Vi parliamo della signora Rosa, una donna di 64 anni di Cassino che vive sola in una piccola abitazione nella zona di San Pasquale. Ex bidella, poi donna di servizio, ha dovuto smettere di lavorare quando il tumore l’ha colpita ad un seno e ai polmoni.

Da allora vive con un sussidio di 270euro al mese che gli devono bastare per le utenze e per la sopravvivenza. A sostenerla portandole del cibo, l’associazione “Il Sole Splende per tutti” di Bruno della Corte.
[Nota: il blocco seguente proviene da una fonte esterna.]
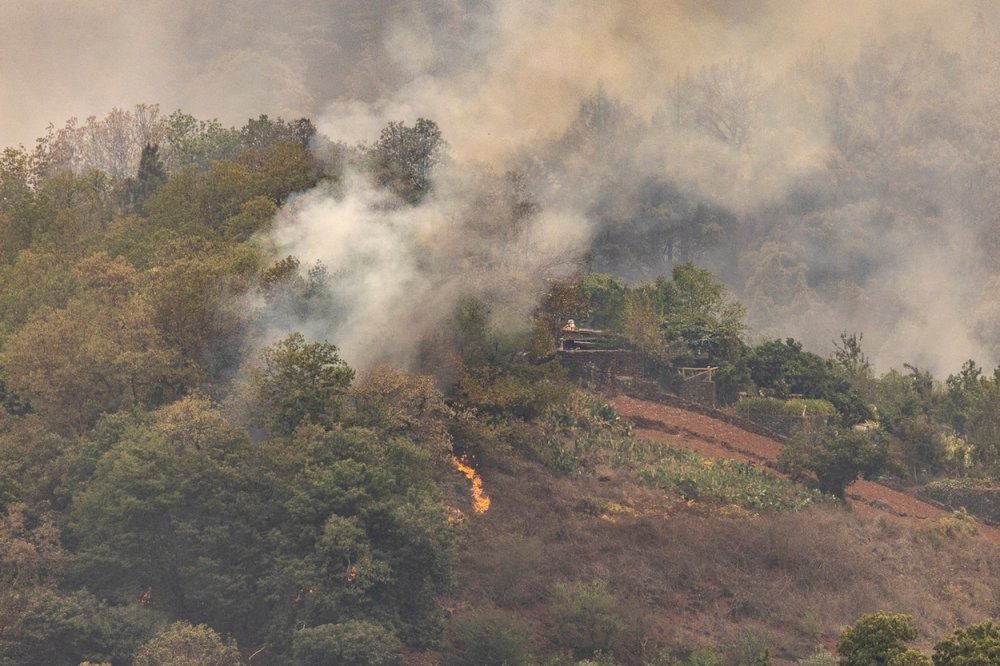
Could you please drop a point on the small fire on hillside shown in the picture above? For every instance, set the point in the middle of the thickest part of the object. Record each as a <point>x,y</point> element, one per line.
<point>480,502</point>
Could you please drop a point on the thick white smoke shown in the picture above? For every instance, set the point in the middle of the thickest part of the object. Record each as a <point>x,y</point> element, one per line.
<point>826,236</point>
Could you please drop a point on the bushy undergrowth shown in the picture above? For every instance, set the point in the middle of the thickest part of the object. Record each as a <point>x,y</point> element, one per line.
<point>586,433</point>
<point>727,481</point>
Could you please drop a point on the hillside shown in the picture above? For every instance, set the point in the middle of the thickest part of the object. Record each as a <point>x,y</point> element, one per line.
<point>718,439</point>
<point>691,575</point>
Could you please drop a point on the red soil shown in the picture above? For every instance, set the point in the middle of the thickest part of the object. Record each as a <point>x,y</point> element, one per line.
<point>714,438</point>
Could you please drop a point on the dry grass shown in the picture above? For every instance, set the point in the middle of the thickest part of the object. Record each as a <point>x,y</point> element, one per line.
<point>698,575</point>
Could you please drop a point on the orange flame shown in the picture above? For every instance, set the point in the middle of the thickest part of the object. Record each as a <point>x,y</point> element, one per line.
<point>480,502</point>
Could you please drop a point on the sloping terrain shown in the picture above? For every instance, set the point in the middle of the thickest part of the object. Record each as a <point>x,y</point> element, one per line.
<point>693,574</point>
<point>715,438</point>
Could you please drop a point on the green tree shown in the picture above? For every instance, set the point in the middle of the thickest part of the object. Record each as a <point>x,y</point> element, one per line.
<point>970,646</point>
<point>350,643</point>
<point>151,175</point>
<point>836,456</point>
<point>874,639</point>
<point>182,644</point>
<point>403,158</point>
<point>299,382</point>
<point>488,637</point>
<point>587,617</point>
<point>786,368</point>
<point>89,358</point>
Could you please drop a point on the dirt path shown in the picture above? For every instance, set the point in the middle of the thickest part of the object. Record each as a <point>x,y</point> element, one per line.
<point>718,439</point>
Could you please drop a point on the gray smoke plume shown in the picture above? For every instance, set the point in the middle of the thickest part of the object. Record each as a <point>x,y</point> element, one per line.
<point>834,163</point>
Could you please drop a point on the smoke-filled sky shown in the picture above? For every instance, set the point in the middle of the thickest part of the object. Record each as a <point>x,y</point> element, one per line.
<point>821,248</point>
<point>493,74</point>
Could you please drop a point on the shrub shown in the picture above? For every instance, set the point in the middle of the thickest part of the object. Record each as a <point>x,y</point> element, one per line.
<point>182,644</point>
<point>587,616</point>
<point>488,637</point>
<point>819,658</point>
<point>975,644</point>
<point>836,456</point>
<point>875,639</point>
<point>352,643</point>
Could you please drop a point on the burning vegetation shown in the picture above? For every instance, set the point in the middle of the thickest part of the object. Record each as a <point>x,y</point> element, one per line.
<point>480,501</point>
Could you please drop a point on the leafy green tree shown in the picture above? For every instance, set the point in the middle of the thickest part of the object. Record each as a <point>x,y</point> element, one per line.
<point>34,280</point>
<point>837,457</point>
<point>963,391</point>
<point>151,175</point>
<point>350,643</point>
<point>52,627</point>
<point>922,445</point>
<point>182,644</point>
<point>910,657</point>
<point>403,158</point>
<point>365,535</point>
<point>196,302</point>
<point>164,511</point>
<point>786,368</point>
<point>191,142</point>
<point>984,423</point>
<point>875,639</point>
<point>488,637</point>
<point>89,358</point>
<point>970,646</point>
<point>587,617</point>
<point>264,132</point>
<point>299,382</point>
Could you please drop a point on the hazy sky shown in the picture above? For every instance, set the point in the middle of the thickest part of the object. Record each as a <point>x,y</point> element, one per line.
<point>497,75</point>
<point>493,73</point>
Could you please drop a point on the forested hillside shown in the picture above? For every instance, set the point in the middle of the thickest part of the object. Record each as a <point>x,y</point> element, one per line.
<point>190,466</point>
<point>314,387</point>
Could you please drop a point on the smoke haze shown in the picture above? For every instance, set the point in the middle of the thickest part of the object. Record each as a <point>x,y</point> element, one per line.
<point>835,163</point>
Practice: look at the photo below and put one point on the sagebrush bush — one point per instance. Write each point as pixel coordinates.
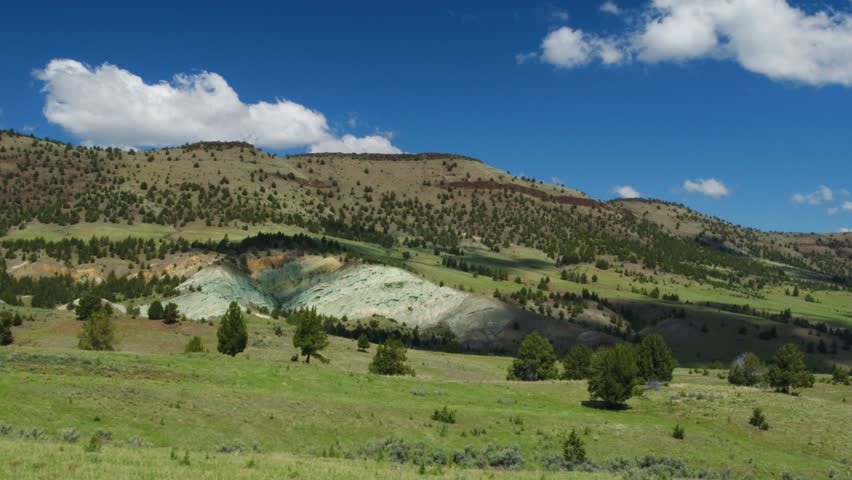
(70, 435)
(444, 415)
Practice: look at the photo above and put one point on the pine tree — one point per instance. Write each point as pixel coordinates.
(232, 333)
(310, 337)
(535, 360)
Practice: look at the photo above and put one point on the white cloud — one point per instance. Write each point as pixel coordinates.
(107, 105)
(352, 144)
(844, 207)
(626, 191)
(821, 195)
(710, 187)
(568, 48)
(769, 37)
(610, 7)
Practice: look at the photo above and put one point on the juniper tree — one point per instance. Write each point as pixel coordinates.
(310, 337)
(232, 333)
(535, 360)
(788, 370)
(363, 343)
(98, 332)
(170, 313)
(390, 359)
(155, 310)
(615, 374)
(655, 359)
(578, 363)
Le condizioni di Rosa, però, sono in continua involuzione. Deve sottoporsi a cure continue e mensilmente deve recarsi a visita presso il reparto oncologico di Sora ma non sempre può farlo perché non ha chi la accompagna.

La sua abitazione, poi, piccola ma da tempo non sottoposta a manutenzione,  cade letteralmente a pezzi. Lavori che certamente non possono essere realizzati con i 270 euro mensili. Serve il sostegno della comunità che, del resto, deve occuparsi dei più deboli.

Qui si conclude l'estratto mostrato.